Column: Cruz is scary, Trump is dangerous
The two leading candidates for the Republican presidential nomination held a spirited debate over foreign policy last week, and the differences were striking.
Donald Trump would cozy up to Russian President Vladimir Putin, whom he’s praised as “a strong leader;” Texas Sen. Ted Cruz would escalate our new Cold War with Russia. Trump wants to renegotiate President Obama’s nuclear deal with Iran; Cruz promises to “rip [the agreement] to shreds on day one.” Trump says he’d try to broker a peace agreement between Israel and the Palestinians; Cruz says he’s not interested in talks and would back Israeli Prime Minister Benjamin Netanyahu to the hilt.
See the pattern? Trump wants to make deals, and doesn’t much mind who’s across the table — Russian autocrat or Iranian mullah. Cruz doesn’t want to negotiate, he wants to pick sides.
Those are the differences. But there are similarities too.
When it comes to Islamic State, Trump and Cruz are on the same page — and neither has much of a strategy to offer. They have both suggested that intensified U.S. bombing can win the war. (It can’t.)
Trump says he’d aim to kill terrorists’ families, which would be a war crime. Cruz says he’d “carpet bomb” Islamic State strongholds — a potential war crime, since it would needlessly kill civilians.
Neither cares much who rules Syria in the end, as long as it’s not Islamic State. “We have no dog in the fight,” Cruz has said. Trump says he’d let Putin sort it out.

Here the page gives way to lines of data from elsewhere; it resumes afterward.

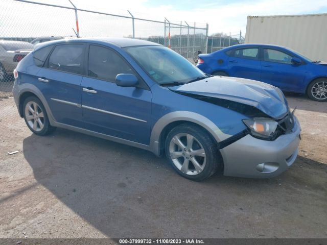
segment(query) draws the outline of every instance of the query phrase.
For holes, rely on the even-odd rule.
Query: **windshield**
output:
[[[125,50],[160,85],[186,83],[207,77],[186,59],[166,47],[138,46]]]

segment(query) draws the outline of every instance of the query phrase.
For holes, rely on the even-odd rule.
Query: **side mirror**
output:
[[[117,86],[120,87],[135,87],[138,81],[133,74],[118,74],[115,82]]]
[[[302,61],[299,58],[297,57],[292,57],[291,59],[291,62],[294,64],[294,65],[300,65],[302,63]]]

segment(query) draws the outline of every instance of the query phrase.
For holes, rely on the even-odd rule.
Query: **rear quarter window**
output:
[[[34,63],[37,66],[41,67],[43,66],[46,57],[51,51],[53,45],[47,46],[46,47],[40,48],[33,53],[33,59]]]

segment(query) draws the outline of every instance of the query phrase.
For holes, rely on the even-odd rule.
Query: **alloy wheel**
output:
[[[316,83],[311,88],[311,94],[318,100],[327,99],[327,81],[321,81]]]
[[[39,105],[30,101],[25,106],[25,117],[29,126],[36,132],[41,131],[44,127],[44,115]]]
[[[175,166],[186,175],[198,175],[205,167],[204,149],[191,134],[180,133],[173,137],[169,144],[169,153]]]

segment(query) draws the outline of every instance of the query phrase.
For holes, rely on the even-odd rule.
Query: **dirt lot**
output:
[[[201,183],[136,148],[61,129],[36,136],[3,99],[0,237],[327,237],[327,103],[287,97],[302,129],[292,167]]]

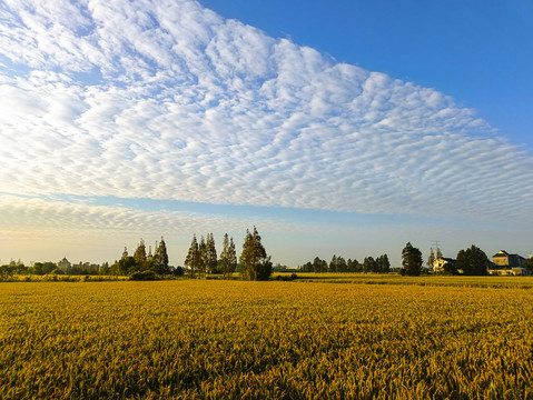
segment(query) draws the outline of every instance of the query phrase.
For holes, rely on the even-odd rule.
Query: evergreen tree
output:
[[[530,273],[533,272],[533,257],[530,257],[529,259],[526,259],[526,260],[524,261],[523,267],[524,267],[527,271],[530,271]]]
[[[356,259],[348,259],[348,272],[359,272],[361,271],[361,264]]]
[[[320,260],[318,257],[315,257],[315,259],[313,260],[313,271],[314,272],[327,272],[326,260]]]
[[[198,271],[200,276],[205,277],[207,273],[207,244],[204,234],[200,237],[200,242],[198,243],[198,257],[199,257],[199,268]]]
[[[422,252],[408,242],[402,250],[402,274],[417,277],[422,273]]]
[[[193,234],[189,251],[184,262],[185,267],[189,270],[190,277],[194,277],[200,267],[200,253],[198,251],[198,241],[196,234]]]
[[[211,273],[217,268],[217,249],[213,233],[207,234],[206,242],[206,266],[207,273]]]
[[[239,263],[240,274],[245,280],[267,280],[272,274],[270,257],[261,244],[256,227],[254,227],[254,233],[246,231]]]
[[[224,234],[223,252],[220,254],[220,268],[226,279],[231,278],[231,274],[237,268],[237,253],[235,251],[234,238]]]
[[[152,266],[156,273],[170,273],[170,268],[168,267],[167,244],[165,243],[165,239],[162,237],[159,246],[156,247],[156,252],[152,258]]]
[[[374,257],[365,257],[363,260],[363,272],[376,272],[377,266]]]
[[[348,266],[343,257],[337,257],[337,272],[347,272]]]
[[[441,258],[443,258],[443,253],[442,253],[441,249],[437,247],[437,251],[436,251],[436,254],[435,254],[435,260],[438,260]]]
[[[135,259],[135,262],[137,263],[137,266],[139,268],[142,269],[145,267],[146,246],[145,246],[145,241],[142,239],[140,239],[140,243],[139,243],[139,246],[137,246],[137,250],[135,250],[134,259]]]
[[[332,261],[329,261],[329,272],[337,272],[337,256],[333,254]]]
[[[433,248],[430,250],[430,257],[427,258],[427,267],[430,267],[430,270],[433,269],[433,263],[435,262],[435,253],[433,252]]]
[[[377,270],[376,272],[388,273],[391,272],[391,262],[388,261],[388,256],[383,254],[376,259]]]
[[[487,273],[488,258],[480,248],[472,244],[470,249],[460,250],[457,253],[456,268],[463,270],[463,274],[483,276]]]

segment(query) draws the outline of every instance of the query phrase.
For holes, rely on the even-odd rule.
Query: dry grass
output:
[[[532,321],[520,284],[1,283],[0,398],[531,399]]]

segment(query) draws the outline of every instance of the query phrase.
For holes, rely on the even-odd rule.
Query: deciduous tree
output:
[[[474,244],[466,250],[460,250],[457,253],[456,268],[457,270],[463,270],[463,274],[486,274],[488,266],[490,261],[485,252]]]
[[[402,251],[402,274],[417,277],[422,273],[422,252],[408,242]]]

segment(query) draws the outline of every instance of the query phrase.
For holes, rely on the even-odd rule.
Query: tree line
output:
[[[334,254],[329,263],[326,260],[322,260],[318,257],[312,261],[306,262],[299,267],[302,272],[376,272],[387,273],[391,272],[391,262],[388,256],[383,254],[374,259],[373,257],[365,257],[363,263],[359,263],[356,259],[345,260],[343,257]]]

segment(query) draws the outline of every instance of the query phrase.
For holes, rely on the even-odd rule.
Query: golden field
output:
[[[530,278],[352,278],[0,283],[0,398],[533,399]]]

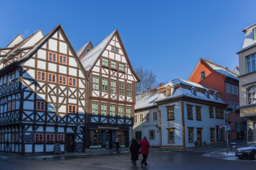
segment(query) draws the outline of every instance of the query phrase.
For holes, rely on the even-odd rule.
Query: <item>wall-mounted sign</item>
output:
[[[240,109],[241,117],[247,117],[256,115],[256,107],[250,107]]]
[[[119,127],[97,126],[99,129],[119,129]]]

And while they both do their best to sound ferocious, neither wants to deploy U.S. ground troops. In that sense, Trump and Cruz are rather minimalist — just like Obama.
The rise of the two “outsider” candidates has been bad news for Republican internationalists, the hawkish conservatives who have dominated GOP foreign policy since World War II. Internationalists, who include such figures as former Gov. Mitt Romney and Sen. John McCain, think Obama has been too cautious about using U.S. power overseas. Many of them think the U.S. should be doing more in Syria — for example, setting up (and defending) “safe zones” for the opposition.
But that’s not where most GOP voters are this year. The internationalists had two favorite candidates, former Gov. Jeb Bush and Sen. Marco Rubio, but the former’s already out and the latter isn’t faring too well.
“Much of the country is clearly not where Republican internationalists would like it to be,” said Robert Kagan, a former adviser to Romney. “The American people, in both parties, are in a mood for retrenchment.”
Want proof? Last month, Trump not only called the 2003 invasion of Iraq “a big fat mistake,” he said the George W. Bush administration “lied” to sell the war to the public. Republican voters barely blinked.
Trump’s foreign policy departs from GOP orthodoxy on a host of issues. He wants to demand that Germany, South Korea, Japan and Saudi Arabia increase payments to the U.S. for military protection, moves that would strain those traditional alliances. He wants to slap tariffs on goods imported from China and Mexico, which would almost surely set off an expensive trade war. And, of course, he says he’ll force Mexico to pay for his wall on the border, although he’s never explained how.
Cruz, too, has called the Iraq invasion a mistake. He hasn’t accused Bush of lying, but he has accused “Washington neo-cons,” shorthand for the GOP neo-conservatives who backed the Iraq war, of indiscriminate “military interventionism.”
His favorite example: the overthrow of Libyan dictator Moammar Kadafi in 2011. In Cruz’s view, the United States shouldn’t have helped topple Kadafi; it should have protected him.
“Kadafi was a bad man, he had a horrible human rights record. And yet … he had become a significant ally in fighting radical Islamic terrorism,” Cruz argued last year.
Cruz believes the United States should relegate human rights concerns to a back burner, especially when it comes to the Middle East.
So if the GOP race comes down to a choice between Trump and Cruz, what’s an internationalist-minded Republican to do? It looks like an unappetizing choice to me, but I’d say: Choose Cruz.
Cruz is scary, but Trump is dangerous. Cruz’s soft spot for pro-American dictators would actually be a return to the conservative orthodoxy that prevailed before Ronald Reagan injected democracy promotion into GOP foreign policy.
But Trump, who has a distinct authoritarian streak, seems to admire autocrats like Putin even when they’re not pro-American.
Kagan, who is writing a history of U.S. diplomacy, agrees that Cruz is the better option.
“Trump is a throwback to the 1920s and 1930s view that the world can go to hell and it’s not our problem,” he said. “If Hitler were rampaging across Europe, Trump would say — as many said at the time — that he’s someone we can do business with.”
And if the choice is between Trump and likely Democratic nominee Hillary Clinton?
Kagan, who also worked in the Reagan administration, says he’d vote for Clinton.